Some superficial conclusions that might be drawn from the above are that if the $120M of profits from their health insurance company were divided up among 2.1M policy holders, it would amount to less than $60 per policy holder. Not going to get much help there in reducing health care costs. If all the rest of their revenue besides the $1.6B from the insurance business was used processing the 785M claims, cost per claim would be about $5.50 per claim. That’s pretty cheap. The $1.3B in reserves would amount to a little over $600 for each of 2.1M policy holders, and that doesn’t seem excessive. I don’t see any ready answers to the problem of high health care costs in any of these figures.

However, buried among the facts and figures was one comment that could provide the key to significant reduction in health care costs. According to Mr. Ed Sellers, CEO of BCBS SC: “Insurance companies pass along rising costs of drugs and other expenses, he said. When a hospital buys a multimillion-dollar piece of equipment, for instance, those prices get passed on, he said.”

Well, no wonder costs keep increasing much faster than for most other products and services! Of course all businesses talk about wanting to pass along their cost increases to their customers, but for those facing competition, such talk is some combination of blarney, baloney, and bravado. It can’t be done unless all the competitors are seeing the same increases at the same time. And, if they talk to each other about such issues, they can be sent to jail.

Here’s the point.

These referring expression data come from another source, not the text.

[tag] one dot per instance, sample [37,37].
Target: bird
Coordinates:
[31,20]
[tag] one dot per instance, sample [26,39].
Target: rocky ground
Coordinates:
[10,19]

The basic cause of escalating health care costs is that health care consumers have been taken out of the negotiating process, and the laws of supply and demand have been replaced with expensive bureaucratic controls managed by government and insurers and employers. We know the bureaucracy is expensive because just this one company, BCBS SC, has 11,000 employees that are part of the health care costs but do not provide health care. (Of course it takes a lot of employees to keep up with the more than 10,000 services covered by the Medicare Physician Fee Schedule discussed here.) In the absence of head-to-head competition, a hospital considering a major capital investment asks not about the market price, demand, and capacity for services provided by such equipment but rather about the reimbursement rate for such services. Costs remain high because they are controlled at managed reimbursement rates and providers are not allowed to compete for market share by adding capacity which, in a free market, would necessarily drive down costs for consumers.

So now we know why health care costs keep rising while costs of computers and MP3 players and cell phones and big screen TV’s and video cameras and LASIK surgery keep coming down. It’s the (lack of) competition, “stupid!”